Reactivity of arginine residues in human growth hormone was studied by reaction with 1,2-cyclohexanedione. Kinetic analysis of the data showed a good fit to a pseudo first order curve, with an apparent velocity constant k = 1.26 x 10(-2) min-1 and a maximum modification of 9.6 out of the 11 arginines of the molecule. Modification led to a decrease in binding capacity to both lactogenic and somatogenic rat liver receptors. In either case Tsou plots suggest that the modification of two arginine residues is responsible for this behavior, although it cannot be ascertained whether the two relevant residues are the same for both receptor types. Circular dichroism studies indicated no apparent changes in protein conformation in the modified hormone. Binding capacity was restored upon regeneration of arginines by incubation with Tris-HCl buffer. Only the carboxy-terminal peptide was isolated by HPLC from a tryptic digest of succinylated Arg-modified hGH, indicating that 183 is the nonreacting arginine residue.
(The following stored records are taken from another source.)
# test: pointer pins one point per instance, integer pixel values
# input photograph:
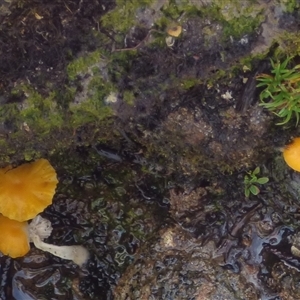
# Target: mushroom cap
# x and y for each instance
(14, 237)
(291, 154)
(27, 190)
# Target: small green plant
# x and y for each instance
(251, 180)
(282, 89)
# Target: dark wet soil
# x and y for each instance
(160, 204)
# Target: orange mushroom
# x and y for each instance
(291, 154)
(14, 239)
(27, 190)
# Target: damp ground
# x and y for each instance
(151, 136)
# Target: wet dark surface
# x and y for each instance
(156, 193)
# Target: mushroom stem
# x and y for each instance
(78, 254)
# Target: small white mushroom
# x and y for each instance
(40, 228)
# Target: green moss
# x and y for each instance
(188, 83)
(82, 64)
(237, 27)
(123, 16)
(290, 5)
Ovine prolactin and human growth hormone derivatives. Specific modification of their alpha-amino groups.

The alpha-amino group of ovine prolactin (oPRL) and human growth hormone (hGH) was selectively modified by transamination with glyoxylic acid. No difference was found in the binding capacity of transaminated oPRL to rat liver lactogenic receptors with respect to its control, although both samples showed a decrease in its binding capacity with reference to the native hormone. This decrease was due to conformational changes caused by the reaction conditions and not by the transamination itself, as shown by the circular dichroism spectra. Transaminated hGH retained the full binding capacity of the hormone. These results suggest that the alpha-amino group is not relevant for the binding to lactogenic liver receptors in both lactogenic hormones.
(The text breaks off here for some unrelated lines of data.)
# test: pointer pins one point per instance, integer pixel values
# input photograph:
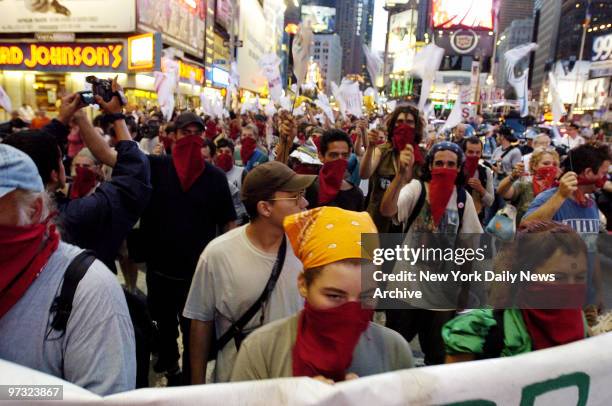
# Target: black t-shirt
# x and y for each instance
(178, 225)
(351, 199)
An approach to the three-dimensional structure of bovine growth hormone based on chemical modification and secondary structure prediction.
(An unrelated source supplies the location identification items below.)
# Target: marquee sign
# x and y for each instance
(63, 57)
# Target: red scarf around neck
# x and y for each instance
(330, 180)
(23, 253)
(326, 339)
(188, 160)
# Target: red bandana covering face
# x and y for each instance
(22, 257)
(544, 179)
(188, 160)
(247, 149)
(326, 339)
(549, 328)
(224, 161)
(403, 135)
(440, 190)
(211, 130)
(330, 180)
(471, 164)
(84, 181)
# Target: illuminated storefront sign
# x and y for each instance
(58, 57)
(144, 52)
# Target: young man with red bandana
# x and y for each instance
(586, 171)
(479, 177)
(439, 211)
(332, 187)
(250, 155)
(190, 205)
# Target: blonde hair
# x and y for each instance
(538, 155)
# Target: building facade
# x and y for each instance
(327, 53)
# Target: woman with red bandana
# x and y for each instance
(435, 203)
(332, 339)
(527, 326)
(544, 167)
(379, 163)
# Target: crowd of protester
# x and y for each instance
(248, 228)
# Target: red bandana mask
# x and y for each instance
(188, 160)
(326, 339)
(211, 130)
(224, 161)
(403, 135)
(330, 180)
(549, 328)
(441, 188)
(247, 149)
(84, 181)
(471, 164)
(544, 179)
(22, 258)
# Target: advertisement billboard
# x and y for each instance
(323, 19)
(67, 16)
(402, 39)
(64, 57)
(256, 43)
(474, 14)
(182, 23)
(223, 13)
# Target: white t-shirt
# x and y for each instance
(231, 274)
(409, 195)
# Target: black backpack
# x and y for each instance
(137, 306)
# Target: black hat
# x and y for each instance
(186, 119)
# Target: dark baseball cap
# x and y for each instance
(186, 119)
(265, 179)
Three different methods have been applied to the prediction of secondary structure. The prediction that better fitted the chemical data was chosen. Two regions of the bovine growth hormone molecule (111-117 and 166-174) appear to be exposed to the solvent, according to hydropathic analysis but have several charged residues not reactive towards their specific reagents. Two molecular domains are postulated, each one bearing a region with charged residues on its surface and interacting with the other in the molecule by means of saline bridges. The hydrophobic core of the molecule is formed by the ensemble of the hydrophobic region predicted between residues 81 and 108, and the hydrophobic faces of the amphiphilic helices 109-127 and 9-33.